All good ideas. What about the efficiency of the triangulations given that the points can move. Adding points to a DelaunayTriangulation is so icky to code ...
1 dimensional sorting
Here's an algorithm that might possibly be the SimplestThing that could possibly work.
Instead of scanning every point in the list, sort the list by X coordinate, find the point in the list with the closest X coordinate, and scan left and right from that point. Then exit early as soon as you hit points where the X coordinate alone is further away than the closest point you've seen so far.
Setup:
Find closest point in the set to point P:
// Loop invariants: // M is the index of the the closest point we've seen so far. do{ // Is L or R closer to P, in the X direction ? // (Comparing absolute distance( dL < dR ) is slower) if( Lx < Rx ){ // L is closer; scan list to the left L = L - 1; Lx = abs(P.X - A[L].x); dL = distance( P, A[L] ); if( dL < dM ){ M = L dM = dL } }else{ // R is closer; scan list to the right R = R + 1; Rx = abs(P.X - A[R].x) dR = distance( P, A[R] ); if( dR < dM ){ M = R dM = dR } } }while( (Lx < dM) or (Rx < dM) );Looks like I need a OnceAndOnlyOnce refactoring of the commonality between the 2 branches of that if().

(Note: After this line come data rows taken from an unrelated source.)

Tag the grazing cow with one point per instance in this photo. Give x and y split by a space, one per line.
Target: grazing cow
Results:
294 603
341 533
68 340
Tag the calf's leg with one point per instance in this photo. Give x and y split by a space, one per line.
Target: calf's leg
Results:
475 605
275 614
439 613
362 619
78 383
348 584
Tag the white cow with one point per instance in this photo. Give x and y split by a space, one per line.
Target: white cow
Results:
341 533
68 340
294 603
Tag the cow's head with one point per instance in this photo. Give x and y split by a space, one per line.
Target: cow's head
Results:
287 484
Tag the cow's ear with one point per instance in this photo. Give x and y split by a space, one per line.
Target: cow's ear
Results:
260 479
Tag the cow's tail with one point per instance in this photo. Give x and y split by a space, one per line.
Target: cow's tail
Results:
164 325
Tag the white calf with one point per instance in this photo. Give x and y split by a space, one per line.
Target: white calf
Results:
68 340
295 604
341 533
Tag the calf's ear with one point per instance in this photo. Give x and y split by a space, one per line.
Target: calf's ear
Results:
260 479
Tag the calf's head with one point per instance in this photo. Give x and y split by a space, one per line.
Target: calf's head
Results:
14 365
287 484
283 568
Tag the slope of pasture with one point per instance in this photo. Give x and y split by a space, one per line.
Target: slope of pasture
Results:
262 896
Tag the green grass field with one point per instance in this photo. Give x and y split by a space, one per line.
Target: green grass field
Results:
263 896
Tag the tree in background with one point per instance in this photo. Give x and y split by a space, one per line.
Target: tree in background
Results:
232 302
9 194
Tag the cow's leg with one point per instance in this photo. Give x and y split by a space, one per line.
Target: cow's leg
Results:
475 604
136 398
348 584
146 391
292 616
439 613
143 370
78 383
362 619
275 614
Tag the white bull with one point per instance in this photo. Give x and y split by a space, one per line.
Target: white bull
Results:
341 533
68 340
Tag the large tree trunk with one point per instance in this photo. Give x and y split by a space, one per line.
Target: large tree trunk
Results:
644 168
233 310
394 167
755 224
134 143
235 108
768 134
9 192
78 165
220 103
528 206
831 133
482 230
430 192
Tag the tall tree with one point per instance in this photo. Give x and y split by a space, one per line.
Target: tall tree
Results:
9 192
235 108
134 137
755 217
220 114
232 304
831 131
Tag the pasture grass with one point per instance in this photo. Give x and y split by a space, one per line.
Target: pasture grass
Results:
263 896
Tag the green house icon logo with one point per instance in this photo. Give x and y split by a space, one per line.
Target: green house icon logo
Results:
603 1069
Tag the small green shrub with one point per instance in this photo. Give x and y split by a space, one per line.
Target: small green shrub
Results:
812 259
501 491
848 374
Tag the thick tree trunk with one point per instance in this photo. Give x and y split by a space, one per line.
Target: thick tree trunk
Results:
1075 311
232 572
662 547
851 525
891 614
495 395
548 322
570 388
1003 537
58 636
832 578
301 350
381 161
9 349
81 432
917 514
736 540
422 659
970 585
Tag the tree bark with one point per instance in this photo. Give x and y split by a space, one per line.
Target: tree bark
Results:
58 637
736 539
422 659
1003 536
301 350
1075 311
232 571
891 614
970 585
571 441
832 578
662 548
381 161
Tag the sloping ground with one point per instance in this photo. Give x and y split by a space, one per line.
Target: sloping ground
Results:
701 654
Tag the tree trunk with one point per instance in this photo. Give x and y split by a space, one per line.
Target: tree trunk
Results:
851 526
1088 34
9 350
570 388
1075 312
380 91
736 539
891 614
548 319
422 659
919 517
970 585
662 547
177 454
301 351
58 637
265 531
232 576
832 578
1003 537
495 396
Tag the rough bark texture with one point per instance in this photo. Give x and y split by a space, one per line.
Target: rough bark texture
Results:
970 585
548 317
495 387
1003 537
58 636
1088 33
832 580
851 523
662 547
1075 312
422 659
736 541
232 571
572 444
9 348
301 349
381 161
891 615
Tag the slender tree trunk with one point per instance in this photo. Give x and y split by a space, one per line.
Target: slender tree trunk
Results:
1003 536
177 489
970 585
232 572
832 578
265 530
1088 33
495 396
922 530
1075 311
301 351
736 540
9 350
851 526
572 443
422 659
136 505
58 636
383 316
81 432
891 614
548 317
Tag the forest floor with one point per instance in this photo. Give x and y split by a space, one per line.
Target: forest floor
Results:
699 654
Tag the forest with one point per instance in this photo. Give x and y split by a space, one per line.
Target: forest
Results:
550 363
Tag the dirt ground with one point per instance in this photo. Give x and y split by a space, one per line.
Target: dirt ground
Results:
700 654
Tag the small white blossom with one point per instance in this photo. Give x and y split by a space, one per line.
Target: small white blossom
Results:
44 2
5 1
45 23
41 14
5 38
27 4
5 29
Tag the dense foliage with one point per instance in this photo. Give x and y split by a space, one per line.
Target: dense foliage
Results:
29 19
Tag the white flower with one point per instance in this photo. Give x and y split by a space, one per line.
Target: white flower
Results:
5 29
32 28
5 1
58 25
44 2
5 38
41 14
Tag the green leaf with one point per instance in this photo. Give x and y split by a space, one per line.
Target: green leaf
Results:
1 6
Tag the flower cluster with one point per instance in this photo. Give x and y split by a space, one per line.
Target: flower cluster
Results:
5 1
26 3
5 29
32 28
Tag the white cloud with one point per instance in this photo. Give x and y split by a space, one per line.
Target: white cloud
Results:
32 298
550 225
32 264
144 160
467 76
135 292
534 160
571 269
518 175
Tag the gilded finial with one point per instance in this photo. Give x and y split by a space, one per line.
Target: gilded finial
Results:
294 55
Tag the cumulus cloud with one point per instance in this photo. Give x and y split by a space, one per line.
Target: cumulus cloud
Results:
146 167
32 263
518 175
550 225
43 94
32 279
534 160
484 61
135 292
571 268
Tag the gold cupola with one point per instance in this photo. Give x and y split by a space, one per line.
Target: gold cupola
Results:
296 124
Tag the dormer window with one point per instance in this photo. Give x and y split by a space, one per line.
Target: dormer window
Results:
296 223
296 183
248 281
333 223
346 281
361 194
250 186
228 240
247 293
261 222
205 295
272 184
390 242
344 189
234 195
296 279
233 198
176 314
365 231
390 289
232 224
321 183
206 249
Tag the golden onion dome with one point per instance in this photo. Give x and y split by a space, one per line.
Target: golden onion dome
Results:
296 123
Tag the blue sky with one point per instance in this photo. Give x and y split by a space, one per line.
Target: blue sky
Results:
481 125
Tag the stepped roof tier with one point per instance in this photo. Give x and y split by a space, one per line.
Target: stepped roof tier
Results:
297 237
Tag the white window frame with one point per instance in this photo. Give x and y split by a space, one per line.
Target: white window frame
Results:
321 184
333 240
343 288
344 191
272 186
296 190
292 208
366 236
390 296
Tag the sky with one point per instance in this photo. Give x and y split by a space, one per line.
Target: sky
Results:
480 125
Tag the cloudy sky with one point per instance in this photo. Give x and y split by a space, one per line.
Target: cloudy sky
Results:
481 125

It's pretty easy to come up with pathological cases where this algorithm searches all N points, O(n), but I think for evenly distributed points it runs for O(n^(1/2)) (Is that right ?). Not quite as good as O(log n), but far better than O(n).
-- DavidCary
two dimensional sorting
Is it possible to make two-dimensional SkipLists ? I don't think so, I tried to come up with an algorithm some time ago, but failed. But it would be great wouldn't it? -- GunnarZarncke
See "sorting algorithms for two dimensional arrays" at the bottom of SortingAlgorithms. "BrokenLink" - can't find the link in that page.